Theory is a good example of a word which is misused every day by most of us. The trouble arises because the word has several meanings. Here is how Collin's Dictionary of English defines it :

1. a system of rules, procedures, and assumptions used to produce a result.
2. abstract knowledge or reasoning.
3. a speculative or conjectural view or idea: I have a theory about that.
4. an ideal or hypothetical situation (esp. in the phrase in theory).
5. a set of hypotheses related by logical or mathematical arguments to explain and predict a wide variety of connected phenomena in general terms: the theory of relativity.
6. a nontechnical name for hypothesis (sense 1).
[16th century: from Late Latin theoria, from Greek: a sight, from theorein to gaze upon]

Dictionaries record and elucidate the usage of words, but they are poor guides to scientific concepts. Moreover, of these six definitions the non-scientist tends to confuse definitions 3 and 5.

The words used in science are assumption, hypothesis, theory and axioms. So what is the difference between them?

For the scientist an assumption is an assertion about reality which is unproven.

A   hypothesis is an assumption put forward as a starting point for further research from known facts.

A   theory is a hypothesis that has been confirmed or established by observation or experiment and is accepted by the scientific community as accounting for known facts.

An   axiom is a self-evident truth; for example the line and the point are axiomatic in Euclidean geometry and do not require any proof and all proofs in Eucledian geometry are derived from them. Axiomatic that is until they were undermined by Gaussian coordinates.

Modern scientists are suspicious of axioms and prefer theories. In assessing theories, what they are interested in is the status of a theory, the amount and quality of the evidence which supports it. Where a theory is supported by good evidence it is accepted until a new hypothesis is put forward and confirmed by independent observation and experiment.

It is the results of observation and experiments that leads to the framing of a hypothesis, which is tested in turn by further experiments in a concerted attempt to disprove it. Only when a hypothesis has survived every test to disprove it is it elevated to the status of a theory. A theory is the explanation which best fits the available evidence.

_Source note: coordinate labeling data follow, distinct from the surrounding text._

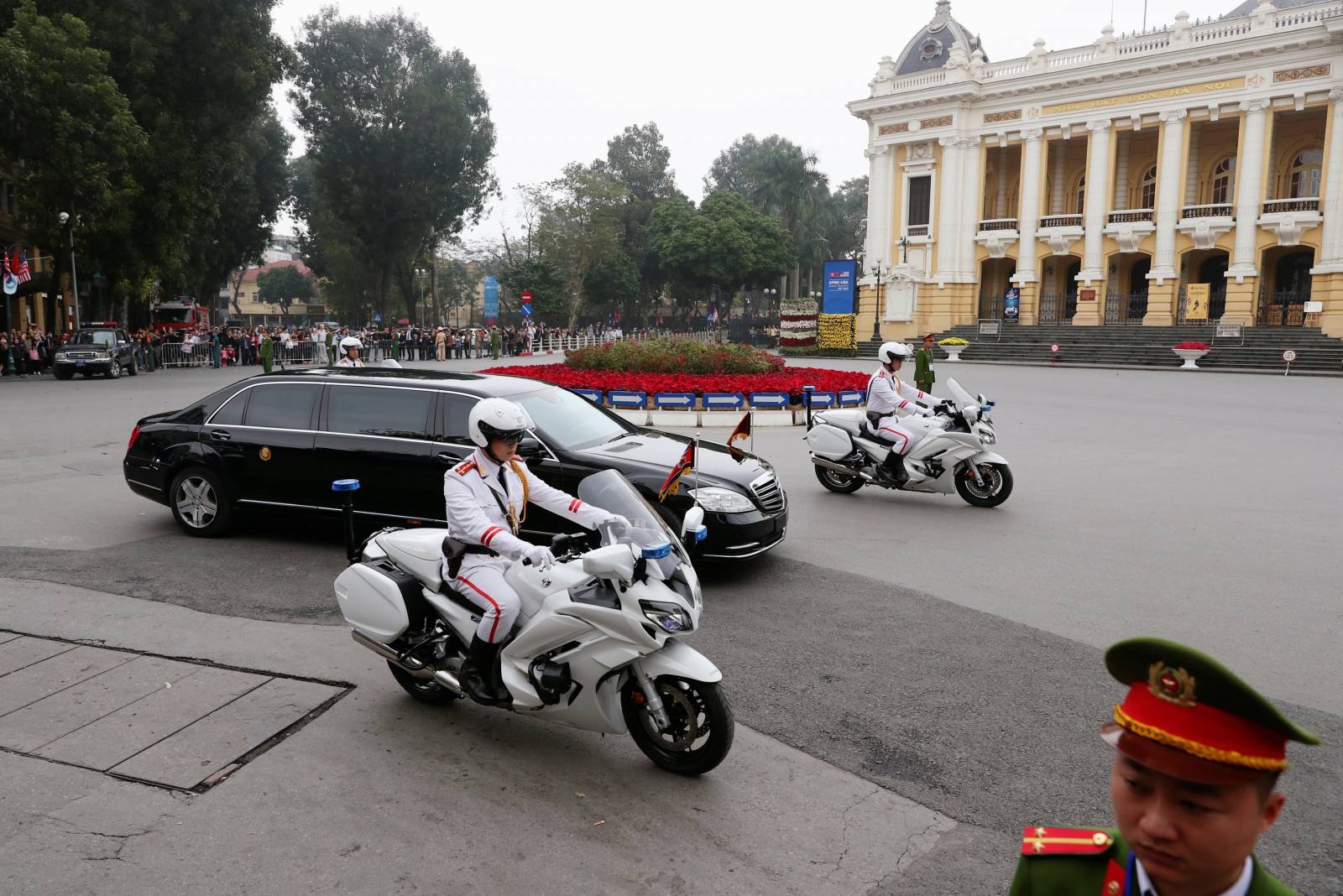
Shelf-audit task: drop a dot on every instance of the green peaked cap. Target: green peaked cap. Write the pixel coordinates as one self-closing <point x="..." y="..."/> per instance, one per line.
<point x="1217" y="685"/>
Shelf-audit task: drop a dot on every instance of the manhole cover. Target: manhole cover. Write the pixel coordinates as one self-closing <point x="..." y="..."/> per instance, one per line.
<point x="160" y="721"/>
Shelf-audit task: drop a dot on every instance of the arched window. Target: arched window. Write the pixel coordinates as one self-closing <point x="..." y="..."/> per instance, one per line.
<point x="1306" y="174"/>
<point x="1147" y="190"/>
<point x="1224" y="181"/>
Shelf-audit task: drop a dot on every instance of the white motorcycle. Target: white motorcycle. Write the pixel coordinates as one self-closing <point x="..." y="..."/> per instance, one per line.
<point x="953" y="456"/>
<point x="598" y="642"/>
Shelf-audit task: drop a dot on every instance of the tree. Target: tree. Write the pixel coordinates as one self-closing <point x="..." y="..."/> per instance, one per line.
<point x="69" y="133"/>
<point x="284" y="286"/>
<point x="581" y="228"/>
<point x="724" y="243"/>
<point x="400" y="137"/>
<point x="196" y="76"/>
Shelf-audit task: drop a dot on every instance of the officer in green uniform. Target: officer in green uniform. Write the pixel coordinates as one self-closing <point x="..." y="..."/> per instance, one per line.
<point x="923" y="367"/>
<point x="268" y="351"/>
<point x="1197" y="758"/>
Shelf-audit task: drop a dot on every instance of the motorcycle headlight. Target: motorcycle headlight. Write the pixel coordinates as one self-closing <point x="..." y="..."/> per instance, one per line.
<point x="722" y="501"/>
<point x="669" y="617"/>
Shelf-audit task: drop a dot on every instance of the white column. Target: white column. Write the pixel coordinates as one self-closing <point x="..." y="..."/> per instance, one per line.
<point x="1027" y="216"/>
<point x="1195" y="130"/>
<point x="973" y="199"/>
<point x="1249" y="187"/>
<point x="1098" y="180"/>
<point x="948" y="208"/>
<point x="1331" y="251"/>
<point x="1001" y="201"/>
<point x="1121" y="172"/>
<point x="880" y="201"/>
<point x="1168" y="194"/>
<point x="1056" y="179"/>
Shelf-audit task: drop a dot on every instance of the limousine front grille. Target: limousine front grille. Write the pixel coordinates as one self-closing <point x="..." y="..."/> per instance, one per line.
<point x="766" y="488"/>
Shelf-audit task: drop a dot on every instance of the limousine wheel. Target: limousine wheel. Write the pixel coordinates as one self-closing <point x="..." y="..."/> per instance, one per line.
<point x="199" y="503"/>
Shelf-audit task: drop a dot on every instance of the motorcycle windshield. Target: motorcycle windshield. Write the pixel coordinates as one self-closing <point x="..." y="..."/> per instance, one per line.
<point x="959" y="394"/>
<point x="648" y="531"/>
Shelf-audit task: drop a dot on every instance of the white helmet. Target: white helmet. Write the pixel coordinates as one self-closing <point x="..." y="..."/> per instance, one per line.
<point x="893" y="352"/>
<point x="494" y="419"/>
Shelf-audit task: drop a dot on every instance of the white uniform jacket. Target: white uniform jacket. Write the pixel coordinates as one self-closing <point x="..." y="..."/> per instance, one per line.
<point x="888" y="394"/>
<point x="476" y="503"/>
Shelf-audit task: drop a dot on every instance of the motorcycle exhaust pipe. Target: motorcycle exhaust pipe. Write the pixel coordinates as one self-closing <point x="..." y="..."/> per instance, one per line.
<point x="841" y="468"/>
<point x="410" y="664"/>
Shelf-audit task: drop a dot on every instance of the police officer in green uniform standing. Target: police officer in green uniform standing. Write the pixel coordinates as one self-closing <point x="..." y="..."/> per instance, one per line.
<point x="923" y="367"/>
<point x="1197" y="759"/>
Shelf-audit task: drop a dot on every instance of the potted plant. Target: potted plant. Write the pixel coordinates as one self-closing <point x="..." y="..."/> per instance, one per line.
<point x="1192" y="352"/>
<point x="954" y="346"/>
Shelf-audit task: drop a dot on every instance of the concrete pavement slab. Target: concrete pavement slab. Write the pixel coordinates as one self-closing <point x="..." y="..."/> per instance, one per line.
<point x="210" y="745"/>
<point x="57" y="674"/>
<point x="360" y="799"/>
<point x="54" y="716"/>
<point x="132" y="728"/>
<point x="24" y="651"/>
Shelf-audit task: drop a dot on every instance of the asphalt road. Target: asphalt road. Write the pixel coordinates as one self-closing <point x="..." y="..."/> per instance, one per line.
<point x="950" y="655"/>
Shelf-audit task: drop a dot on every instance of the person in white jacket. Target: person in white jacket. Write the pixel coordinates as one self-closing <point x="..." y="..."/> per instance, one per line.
<point x="896" y="411"/>
<point x="487" y="497"/>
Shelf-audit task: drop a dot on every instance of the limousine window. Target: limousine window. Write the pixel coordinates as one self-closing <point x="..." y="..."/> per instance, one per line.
<point x="567" y="420"/>
<point x="366" y="411"/>
<point x="284" y="405"/>
<point x="232" y="414"/>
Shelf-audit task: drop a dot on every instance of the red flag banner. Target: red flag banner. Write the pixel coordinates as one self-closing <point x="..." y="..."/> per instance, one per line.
<point x="740" y="434"/>
<point x="673" y="481"/>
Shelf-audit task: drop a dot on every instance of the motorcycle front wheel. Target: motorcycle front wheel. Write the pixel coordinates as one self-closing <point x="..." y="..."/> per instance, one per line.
<point x="837" y="482"/>
<point x="994" y="491"/>
<point x="702" y="730"/>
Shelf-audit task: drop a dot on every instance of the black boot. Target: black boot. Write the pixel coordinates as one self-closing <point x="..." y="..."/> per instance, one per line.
<point x="480" y="674"/>
<point x="895" y="468"/>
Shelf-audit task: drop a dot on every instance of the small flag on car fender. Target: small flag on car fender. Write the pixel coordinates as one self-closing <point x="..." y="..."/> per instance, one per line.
<point x="742" y="434"/>
<point x="673" y="481"/>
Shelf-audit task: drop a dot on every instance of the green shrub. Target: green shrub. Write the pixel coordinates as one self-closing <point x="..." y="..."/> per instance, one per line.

Let's consider Einstein's Theory of Relativity, perhaps being less controversial than Darwin's Theory of Evolution. I do not know of any physicist who does not fully accept Einstein's two theories of relativity. In honour of Einstein's 70th birthday 25 scientists contributed to a celebratory book including a whole batch of Noble Prize winners from Niels Bohr to Wolfgang Pauli.

The theory of relativity has survived every one of the many searching experimental tests to which it has been subjected during the last nine decades. Its status today is such that, if an experiment is inconsistent with relativity, physicists everywhere would conclude that there must be something wrong with the experiment.
           (Fundamentals of Physics, 4th edition, 1993, by Halliday, Rasnick, and Walker, page 1,106.)

To repeat, a theory is the explanation which best fits the available evidence after exhaustive testing.